Fifty-eight Palestinians were killed and 2,700 were injured in one of the most violent days along the Palestinian/Israeli border in years. The violence came amidst protests that began on March 30 and had already seen dozens of casualties.
The protests are in response to the opening of the U.S. Embassy in Jerusalem a city scared to both Israelis and Palestinians, and one both sides see as the future capital of their respective states.
President Trump, in a controversial move, declared Jerusalem the capital of Israel and ordered the U.S. State Department to relocate the U.S. Embassy there in December. The move was seen throughout the Arab world as an indication the U.S. was abandoning any pretense of impartiality in the Palestinian/Israeli conflict.
The administration announced at the time that the move would take years to complete. It would subsequently announce that it would happen in May of this year, months, if not years, ahead of schedule. Palestinians responded by boycotting the peace process run by the U.S.

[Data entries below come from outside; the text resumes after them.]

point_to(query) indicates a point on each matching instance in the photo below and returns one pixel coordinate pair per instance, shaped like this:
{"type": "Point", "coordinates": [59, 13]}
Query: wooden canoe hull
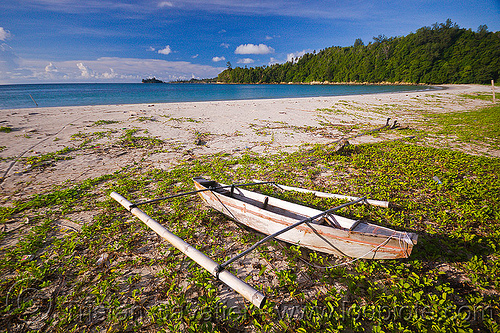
{"type": "Point", "coordinates": [365, 240]}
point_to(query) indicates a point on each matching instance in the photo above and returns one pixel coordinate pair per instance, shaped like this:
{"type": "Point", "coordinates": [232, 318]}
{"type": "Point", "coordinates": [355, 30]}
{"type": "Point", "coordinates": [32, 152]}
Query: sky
{"type": "Point", "coordinates": [71, 41]}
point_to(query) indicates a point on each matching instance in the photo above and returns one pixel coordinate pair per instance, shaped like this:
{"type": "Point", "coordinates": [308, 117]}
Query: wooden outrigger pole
{"type": "Point", "coordinates": [330, 195]}
{"type": "Point", "coordinates": [245, 290]}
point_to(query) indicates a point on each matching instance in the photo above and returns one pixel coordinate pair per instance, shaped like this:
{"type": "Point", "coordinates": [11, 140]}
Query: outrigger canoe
{"type": "Point", "coordinates": [330, 234]}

“The United States has excluded itself from the peace process, they can no longer mediate in the Middle Eastern settlement. They have become a party to the conflict, which rules out the possibility of participation in the peace process,” Palestinian National Authority (PA) Foreign Minister Riyad Maliki said in an address to the Arab League in Cairo in December.
The U.S. Embassy opened today in Jerusalem on the 70th Anniversary of the founding of the state of Israel.

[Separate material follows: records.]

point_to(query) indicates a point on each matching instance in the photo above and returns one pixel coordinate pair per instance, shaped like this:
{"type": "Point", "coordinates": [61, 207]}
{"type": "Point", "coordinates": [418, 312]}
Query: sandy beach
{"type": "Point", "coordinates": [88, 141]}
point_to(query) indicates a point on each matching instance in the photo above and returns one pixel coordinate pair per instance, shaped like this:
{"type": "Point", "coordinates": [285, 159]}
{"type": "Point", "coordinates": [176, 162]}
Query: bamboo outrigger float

The U.S. “remains fully committed to facilitating a lasting peace agreement,” President Trump said in a recorded address to the crowd gathered at the ceremony.

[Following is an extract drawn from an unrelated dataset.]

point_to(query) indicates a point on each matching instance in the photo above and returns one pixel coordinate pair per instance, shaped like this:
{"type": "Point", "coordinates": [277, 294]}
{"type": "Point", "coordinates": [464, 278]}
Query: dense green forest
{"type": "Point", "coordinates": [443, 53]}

The President’s son-in-law, along with his wife, First Daughter Ivanka Trump led the U.S. delegation to the opening, which included Treasury Secretary Steven Mnuchin. “When there is peace in this region, we will look back upon this day and will remember that the journey to peace started with a strong America recognizing the truth,” Kushner said, addressing the crowd.
Israeli Prime Minister Benjamin Netanyahu struck a much more defiant tone. “What a glorious day,” Netanyahu said. “Remember this moment! This is history! President Trump, by recognizing history, you have made history.”
“We are in Jerusalem and we are here to stay. We are here in Jerusalem protected by the great soldiers of the army of Israel and our brave soldiers are protecting the border of Israel as we speak today,” he added.
The protesters that had gathered along the border were urged forward toward a border fence by other protestors. They were fired upon by Israeli soldiers using tear gas and live ammunition. Hamas, the political organization that governs Gaza independent of the Palestinian Authority, said the purpose of the demonstrations was to “confront the embassy deal.”
“The American administration bears responsibility for all consequences following the implementation of this unjust decision,” said Khalil al-Hayyah, Hamas’ deputy leader. “This crime will not pass.”
“From a U.S. perspective, it was always unclear what strategic purpose moving the US Embassy to Jerusalem was serving. The Trump administration continues to insist that the move will bring Israelis and Palestinians closer to peace and accepts the regional reality,” Dalia Dassa Kaye, Director of the Center for Middle East Public Policy and a senior political scientist at the RAND Corporation, told ITN.
“But it seems unrealistic to believe that a policy move that isolates the United States, increases Palestinian despair and inflames regional tensions is helpful for peace, or U.S. interests for that matter.”
Even more protestors are expected to attempt to cross the border on Tuesday. May 15 is a day of observance for Palestinians. It is the anniversary of what they call the Nakba, or catastrophe. The day hundreds of thousands of Palestinians were expelled from their lands in the newly-founded state of Israel, who have been unable to return or reclaim property left behind.